How to Change a kitchen Faucet, is an article that will walk the average homeowner through the whole operation one step at a time.
Every homeowner will eventually find that the kitchen faucet is in need of updating. whether this is due to leaking, or just the fact that our existing unit is out of style or antiquated compared with the rest of the kitchen.
There are many faucet types available today and what you choose to install will differ in the installation procedures. There are basically two distinct types. One type will have an individual stem for hot and cold and a separate spout unit.
These are usually called widespread faucets. They can be used on sinks with three holes or four. Each stem goes in a separate hole in the sink or counter top and the hardware below stabilizes each piece.
Then we have an entire body type that comes in one piece. This valve is secured to the underside of the sink with two retainer nuts. Much simpler to install and a lot cheaper to purchase, this type is the more commonly installed kitchen faucet. Design limits will usually be the reason this unit loses favor with higher end consumers.
Modern kitchens with expensive granite and marble counters will need a little something special from a faucet that isn't really available in a full base unit.
Some will need a high rise spout to fill larger pots if a lot of cooking is done in the home. Some like two handle faucets for more control over temperature and pressure. Some appreciate the ease of operation and the styles available from single handle units.
Either way the installation process is pretty much the same and nothing about a kitchen faucet switch is too complicated. If you are capable of getting under the sink cabinet, then you can do this job.
Either faucet will require some of the same steps to install. Prior to installing a new faucet, the old unit must be removed. First we have to crawl up under the sink and remove the retaining nuts from the underside. This can be accomplished easier if a basin wrench is on hand. This tool is available at any plumbing supply store or hardware stores. It can also be purchased on line.
Shutting off the water to the faucet is the first thing we must accomplish if a giant mess is to be avoided. This can usually be done under the sink after locating the valves for hot and cold water beneath the sink.
If valves are not under there, then you may have to shut down the house water main at the meter or well pump to drain the lines.

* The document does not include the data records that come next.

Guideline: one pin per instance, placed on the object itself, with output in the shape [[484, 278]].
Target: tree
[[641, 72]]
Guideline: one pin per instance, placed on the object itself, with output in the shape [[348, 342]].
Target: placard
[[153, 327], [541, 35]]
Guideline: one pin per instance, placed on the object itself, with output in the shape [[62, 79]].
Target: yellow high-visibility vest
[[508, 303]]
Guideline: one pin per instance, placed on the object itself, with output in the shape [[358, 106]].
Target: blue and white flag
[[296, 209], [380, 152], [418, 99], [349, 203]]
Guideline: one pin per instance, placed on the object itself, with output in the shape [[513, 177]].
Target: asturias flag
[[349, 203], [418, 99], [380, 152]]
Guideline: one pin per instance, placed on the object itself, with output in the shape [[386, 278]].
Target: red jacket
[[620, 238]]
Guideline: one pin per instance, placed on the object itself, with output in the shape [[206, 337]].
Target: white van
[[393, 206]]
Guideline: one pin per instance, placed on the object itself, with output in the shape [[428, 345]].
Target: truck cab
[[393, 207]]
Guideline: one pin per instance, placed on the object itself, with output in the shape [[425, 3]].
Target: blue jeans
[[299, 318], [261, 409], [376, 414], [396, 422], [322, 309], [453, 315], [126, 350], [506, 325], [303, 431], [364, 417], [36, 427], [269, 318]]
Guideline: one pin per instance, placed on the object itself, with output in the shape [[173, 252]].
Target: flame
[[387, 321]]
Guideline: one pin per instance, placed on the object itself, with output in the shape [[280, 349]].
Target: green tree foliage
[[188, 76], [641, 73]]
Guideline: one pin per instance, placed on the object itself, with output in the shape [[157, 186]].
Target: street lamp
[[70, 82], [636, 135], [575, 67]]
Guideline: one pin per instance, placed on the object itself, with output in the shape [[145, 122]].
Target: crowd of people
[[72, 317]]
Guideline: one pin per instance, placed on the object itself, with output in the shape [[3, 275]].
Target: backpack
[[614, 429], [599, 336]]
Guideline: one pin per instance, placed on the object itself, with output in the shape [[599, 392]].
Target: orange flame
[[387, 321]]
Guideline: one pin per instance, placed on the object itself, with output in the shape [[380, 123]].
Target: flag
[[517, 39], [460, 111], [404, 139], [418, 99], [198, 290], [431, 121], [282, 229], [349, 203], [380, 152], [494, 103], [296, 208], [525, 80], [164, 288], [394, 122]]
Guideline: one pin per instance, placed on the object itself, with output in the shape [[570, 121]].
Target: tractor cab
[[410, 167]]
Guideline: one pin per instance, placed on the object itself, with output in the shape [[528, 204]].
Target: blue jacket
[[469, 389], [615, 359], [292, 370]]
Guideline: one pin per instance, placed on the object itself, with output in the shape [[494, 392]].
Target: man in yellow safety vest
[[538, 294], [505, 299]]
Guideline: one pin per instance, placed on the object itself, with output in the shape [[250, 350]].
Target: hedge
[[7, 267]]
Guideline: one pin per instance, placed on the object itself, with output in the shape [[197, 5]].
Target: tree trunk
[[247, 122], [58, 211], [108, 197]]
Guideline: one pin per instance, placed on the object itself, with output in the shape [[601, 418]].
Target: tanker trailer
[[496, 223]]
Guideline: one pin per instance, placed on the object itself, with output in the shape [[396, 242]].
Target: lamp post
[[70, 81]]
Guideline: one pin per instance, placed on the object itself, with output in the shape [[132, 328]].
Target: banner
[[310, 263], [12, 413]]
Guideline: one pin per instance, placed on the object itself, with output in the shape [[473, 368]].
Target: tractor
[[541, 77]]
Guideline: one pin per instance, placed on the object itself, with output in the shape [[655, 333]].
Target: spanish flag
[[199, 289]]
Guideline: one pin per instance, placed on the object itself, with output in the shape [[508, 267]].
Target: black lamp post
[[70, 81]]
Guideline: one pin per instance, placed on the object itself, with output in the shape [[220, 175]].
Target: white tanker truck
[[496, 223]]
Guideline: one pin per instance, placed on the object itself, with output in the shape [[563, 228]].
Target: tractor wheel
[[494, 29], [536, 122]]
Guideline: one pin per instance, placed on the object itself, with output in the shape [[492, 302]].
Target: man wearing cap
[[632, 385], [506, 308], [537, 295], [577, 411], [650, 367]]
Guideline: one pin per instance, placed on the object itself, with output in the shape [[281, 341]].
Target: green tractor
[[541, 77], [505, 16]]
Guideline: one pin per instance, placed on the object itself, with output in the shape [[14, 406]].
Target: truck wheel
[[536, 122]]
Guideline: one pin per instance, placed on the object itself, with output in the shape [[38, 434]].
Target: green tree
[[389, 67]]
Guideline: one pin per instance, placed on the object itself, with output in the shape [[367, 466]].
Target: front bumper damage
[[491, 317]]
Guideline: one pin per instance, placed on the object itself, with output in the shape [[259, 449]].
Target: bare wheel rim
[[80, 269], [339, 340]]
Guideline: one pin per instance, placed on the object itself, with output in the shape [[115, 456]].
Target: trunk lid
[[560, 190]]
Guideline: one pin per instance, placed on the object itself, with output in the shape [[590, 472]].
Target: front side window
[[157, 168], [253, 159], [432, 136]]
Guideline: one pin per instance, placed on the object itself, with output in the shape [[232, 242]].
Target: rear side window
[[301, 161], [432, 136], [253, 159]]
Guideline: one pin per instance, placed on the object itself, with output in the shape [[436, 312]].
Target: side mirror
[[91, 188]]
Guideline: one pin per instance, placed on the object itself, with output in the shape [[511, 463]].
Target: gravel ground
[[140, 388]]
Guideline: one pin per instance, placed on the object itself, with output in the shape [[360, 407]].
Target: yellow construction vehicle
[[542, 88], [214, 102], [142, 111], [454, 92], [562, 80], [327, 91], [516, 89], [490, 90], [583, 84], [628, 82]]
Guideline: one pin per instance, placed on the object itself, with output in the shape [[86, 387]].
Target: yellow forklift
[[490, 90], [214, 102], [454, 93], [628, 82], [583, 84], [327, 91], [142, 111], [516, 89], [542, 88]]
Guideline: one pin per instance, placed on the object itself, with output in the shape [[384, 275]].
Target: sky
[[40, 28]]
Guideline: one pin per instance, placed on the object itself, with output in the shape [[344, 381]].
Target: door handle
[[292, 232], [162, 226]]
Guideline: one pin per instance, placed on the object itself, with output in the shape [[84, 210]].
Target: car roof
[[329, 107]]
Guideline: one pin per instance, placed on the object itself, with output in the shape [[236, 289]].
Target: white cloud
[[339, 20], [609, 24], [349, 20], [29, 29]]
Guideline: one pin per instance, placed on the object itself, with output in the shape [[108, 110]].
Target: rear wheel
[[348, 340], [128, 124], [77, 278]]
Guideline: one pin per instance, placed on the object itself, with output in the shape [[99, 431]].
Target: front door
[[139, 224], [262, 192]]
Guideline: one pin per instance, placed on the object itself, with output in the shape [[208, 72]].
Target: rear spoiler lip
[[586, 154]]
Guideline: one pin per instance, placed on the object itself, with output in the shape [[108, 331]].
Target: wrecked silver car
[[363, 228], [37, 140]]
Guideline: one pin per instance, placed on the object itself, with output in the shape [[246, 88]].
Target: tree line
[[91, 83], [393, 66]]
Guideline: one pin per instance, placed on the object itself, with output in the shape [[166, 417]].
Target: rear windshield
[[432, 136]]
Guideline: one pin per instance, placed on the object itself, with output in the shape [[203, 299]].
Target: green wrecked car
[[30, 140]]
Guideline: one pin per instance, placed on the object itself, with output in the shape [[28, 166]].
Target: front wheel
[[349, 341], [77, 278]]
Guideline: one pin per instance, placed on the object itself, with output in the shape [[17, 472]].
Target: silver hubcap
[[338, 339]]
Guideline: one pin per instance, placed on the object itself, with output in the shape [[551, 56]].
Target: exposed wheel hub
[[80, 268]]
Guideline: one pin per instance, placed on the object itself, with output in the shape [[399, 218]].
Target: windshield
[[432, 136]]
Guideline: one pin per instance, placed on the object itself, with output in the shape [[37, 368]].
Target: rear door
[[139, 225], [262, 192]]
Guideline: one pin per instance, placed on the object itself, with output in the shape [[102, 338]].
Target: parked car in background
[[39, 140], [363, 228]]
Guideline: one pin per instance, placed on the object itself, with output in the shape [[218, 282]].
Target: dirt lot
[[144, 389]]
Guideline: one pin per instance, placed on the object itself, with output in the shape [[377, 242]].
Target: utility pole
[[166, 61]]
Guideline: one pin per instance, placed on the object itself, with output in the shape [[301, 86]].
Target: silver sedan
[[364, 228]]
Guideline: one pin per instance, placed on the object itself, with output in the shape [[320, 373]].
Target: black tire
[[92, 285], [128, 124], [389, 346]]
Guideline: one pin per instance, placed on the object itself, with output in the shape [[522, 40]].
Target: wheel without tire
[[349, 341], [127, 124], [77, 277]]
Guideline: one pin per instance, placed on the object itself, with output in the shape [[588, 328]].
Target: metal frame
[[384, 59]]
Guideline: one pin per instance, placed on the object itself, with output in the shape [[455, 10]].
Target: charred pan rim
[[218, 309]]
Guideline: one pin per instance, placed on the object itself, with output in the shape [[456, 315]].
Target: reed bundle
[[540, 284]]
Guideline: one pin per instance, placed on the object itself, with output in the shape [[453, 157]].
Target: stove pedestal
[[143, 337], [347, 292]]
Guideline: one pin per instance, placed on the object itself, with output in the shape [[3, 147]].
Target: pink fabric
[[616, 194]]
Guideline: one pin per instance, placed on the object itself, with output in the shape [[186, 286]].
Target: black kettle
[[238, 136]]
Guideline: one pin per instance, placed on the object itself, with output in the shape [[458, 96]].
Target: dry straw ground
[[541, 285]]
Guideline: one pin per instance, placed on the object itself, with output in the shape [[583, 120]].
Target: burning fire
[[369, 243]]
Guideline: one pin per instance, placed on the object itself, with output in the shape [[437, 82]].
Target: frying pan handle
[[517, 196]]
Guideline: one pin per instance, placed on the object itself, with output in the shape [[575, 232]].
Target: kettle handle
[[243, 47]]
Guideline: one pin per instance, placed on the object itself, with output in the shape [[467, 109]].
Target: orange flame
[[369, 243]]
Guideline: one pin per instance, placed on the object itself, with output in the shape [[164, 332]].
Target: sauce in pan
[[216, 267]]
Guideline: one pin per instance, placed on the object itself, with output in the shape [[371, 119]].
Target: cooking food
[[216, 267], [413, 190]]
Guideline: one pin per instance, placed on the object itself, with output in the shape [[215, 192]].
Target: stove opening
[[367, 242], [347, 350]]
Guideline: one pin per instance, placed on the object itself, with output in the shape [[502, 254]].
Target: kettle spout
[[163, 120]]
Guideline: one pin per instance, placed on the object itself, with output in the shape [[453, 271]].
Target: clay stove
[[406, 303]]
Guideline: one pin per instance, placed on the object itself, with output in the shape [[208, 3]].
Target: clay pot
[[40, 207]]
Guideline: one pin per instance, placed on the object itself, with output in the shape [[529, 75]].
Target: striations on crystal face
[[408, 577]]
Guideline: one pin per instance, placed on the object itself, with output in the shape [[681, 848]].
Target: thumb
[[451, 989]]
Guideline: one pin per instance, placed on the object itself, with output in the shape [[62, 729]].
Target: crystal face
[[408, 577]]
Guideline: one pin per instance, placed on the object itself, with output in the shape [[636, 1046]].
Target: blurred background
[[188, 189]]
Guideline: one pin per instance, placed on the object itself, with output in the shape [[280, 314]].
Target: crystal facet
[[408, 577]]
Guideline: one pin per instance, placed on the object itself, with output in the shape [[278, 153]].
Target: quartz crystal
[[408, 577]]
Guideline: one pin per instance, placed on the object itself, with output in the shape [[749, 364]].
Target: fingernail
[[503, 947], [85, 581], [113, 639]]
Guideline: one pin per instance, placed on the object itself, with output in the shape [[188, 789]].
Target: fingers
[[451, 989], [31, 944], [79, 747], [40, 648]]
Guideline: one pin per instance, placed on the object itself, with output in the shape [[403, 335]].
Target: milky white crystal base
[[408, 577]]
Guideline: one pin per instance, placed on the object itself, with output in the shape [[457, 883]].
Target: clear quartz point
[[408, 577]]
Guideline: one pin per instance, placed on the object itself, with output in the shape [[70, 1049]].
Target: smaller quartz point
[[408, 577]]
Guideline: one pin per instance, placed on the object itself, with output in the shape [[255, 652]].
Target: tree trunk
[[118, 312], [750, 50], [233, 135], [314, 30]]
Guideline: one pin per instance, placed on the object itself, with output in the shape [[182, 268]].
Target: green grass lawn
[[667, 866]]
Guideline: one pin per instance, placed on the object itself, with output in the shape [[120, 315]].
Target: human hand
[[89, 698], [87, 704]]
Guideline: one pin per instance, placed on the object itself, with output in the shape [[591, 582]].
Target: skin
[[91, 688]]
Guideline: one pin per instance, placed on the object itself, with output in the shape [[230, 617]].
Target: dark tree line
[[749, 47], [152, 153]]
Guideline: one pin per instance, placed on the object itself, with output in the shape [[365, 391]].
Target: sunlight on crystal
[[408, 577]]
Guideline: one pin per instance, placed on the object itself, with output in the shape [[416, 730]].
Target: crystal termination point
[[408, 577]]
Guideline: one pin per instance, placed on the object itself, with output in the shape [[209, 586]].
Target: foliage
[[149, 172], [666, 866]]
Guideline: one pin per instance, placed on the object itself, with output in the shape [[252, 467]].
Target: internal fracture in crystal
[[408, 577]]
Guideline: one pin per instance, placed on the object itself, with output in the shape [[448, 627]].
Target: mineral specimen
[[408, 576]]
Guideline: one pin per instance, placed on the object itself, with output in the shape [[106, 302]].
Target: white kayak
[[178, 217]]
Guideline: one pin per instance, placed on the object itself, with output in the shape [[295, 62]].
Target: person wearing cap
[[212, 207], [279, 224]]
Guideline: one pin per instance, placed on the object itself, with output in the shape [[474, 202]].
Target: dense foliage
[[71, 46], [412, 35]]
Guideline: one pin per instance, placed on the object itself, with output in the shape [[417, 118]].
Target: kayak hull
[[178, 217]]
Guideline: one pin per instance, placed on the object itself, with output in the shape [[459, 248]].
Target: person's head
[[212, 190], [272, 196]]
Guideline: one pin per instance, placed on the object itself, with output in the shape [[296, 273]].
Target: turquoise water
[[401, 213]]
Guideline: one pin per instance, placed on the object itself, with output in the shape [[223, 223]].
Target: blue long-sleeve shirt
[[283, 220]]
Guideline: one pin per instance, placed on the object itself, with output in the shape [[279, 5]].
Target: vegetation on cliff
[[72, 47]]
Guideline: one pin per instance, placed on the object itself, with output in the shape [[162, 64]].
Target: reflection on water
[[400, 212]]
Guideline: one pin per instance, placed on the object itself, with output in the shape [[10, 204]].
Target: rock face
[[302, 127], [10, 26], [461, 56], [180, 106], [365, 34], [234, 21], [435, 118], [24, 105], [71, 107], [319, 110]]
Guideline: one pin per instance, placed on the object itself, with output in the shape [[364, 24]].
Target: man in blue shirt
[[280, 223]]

After the water is off and the kitchen sink faucet we're working on has been opened to verify the pressure is gone, we can go under the cabinet with our basin wrench and remove first the top nuts on the hot and cold supply tubes and then the nuts holding the faucet to the sink or counter.
If a spray hose is in use, this will have to be removed to get the faucet out. Newer model faucets with spray hoses, will have a retainer connection of some kind, possibly a C-clip and some just pull back and the hose is released. Older units will have a threaded connection. The spray head can be removed on either type and pulled out with the faucet. A new faucet with a spray hose should be purchased if you had one of these to start with.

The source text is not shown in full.